Les quatre vérités de Jean-Marc Vaudiau
Pour qui aime la haine
La vue de la haine réveille
en certains ces pulsions
contenues et elle affaiblit les
censures.
La diffusion de la haine à une échelle internationale s’effectue essentiellement par les réseaux sociaux, qui permettent à de nombreux provocateurs, à des illuminés, des barbares malins et des islamistes de s’exprimer avec liberté pour toucher une audience importante. Les images diffusées en boucle assurent une propagande répugnante et font qu’une indifférence s’installe peu à peu.

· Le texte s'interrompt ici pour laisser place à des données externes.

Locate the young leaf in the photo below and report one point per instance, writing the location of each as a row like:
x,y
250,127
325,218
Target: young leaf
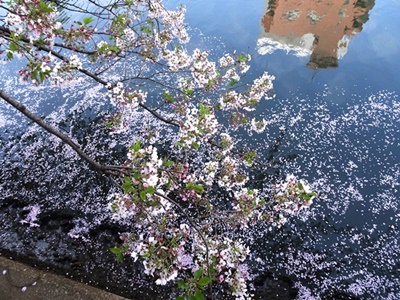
x,y
87,20
199,295
198,274
204,281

L’indifférence à la haine, au racisme et à l’antisémitisme gagne du terrain et cette anesthésie des esprits favorise la propagation de l’extrémisme. Le mot de Luther King s’impose comme jamais: «Ce qui m’effraie, ce n’est pas l’oppression des méchants; c’est l’indifférence des bons».
On sait que le bonheur ne trouve pas de place dans la haine, alors on s’en accommode en haussant les épaules et en se disant après tout que «l’homme est toujours un loup». Mais nous sommes en butte à un phénomène qui nous dépasse, qui dépasse notre volonté: chacun a en lui un ferment de haine ordinaire, une zone sombre – «thanatos», disait Freud -, le versant sinistre de notre âme. La plupart parviennent, Dieu merci, à réprimer ces élans puissants, à les transformer, à les émousser et finalement à vivre avec eux. Mais la vue de la haine réveille en certains ces pulsions contenues et elle affaiblit les censures. La haine revigore la haine, le désir de mort, de cruauté: chacun sait, en raison, que c’est une monstrueuse sottise, mais chacun, en passion, peut vérifier à quel désordre aveugle la haine peut conduire.
Mais si la haine est aveugle, elle a des oreilles. Collectivement, des individus peuvent se transformer en monstres sanguinaires; ils hurlent, vocifèrent. Ils tiennent l’autre pour un être étranger à leur propre espèce, déraciné de son humanité et qui, ce faisant, a perdu sa dignité d’homme. Le slogan «Mort aux Juifs» ne se lance qu’au sein des foules; il passe de bouche à oreille, il se renforce à mesure qu’il se propage, s’auto-intoxique de lui-même. Il existe une dimension orale à la haine, alors que souvent l’amour demeure muet.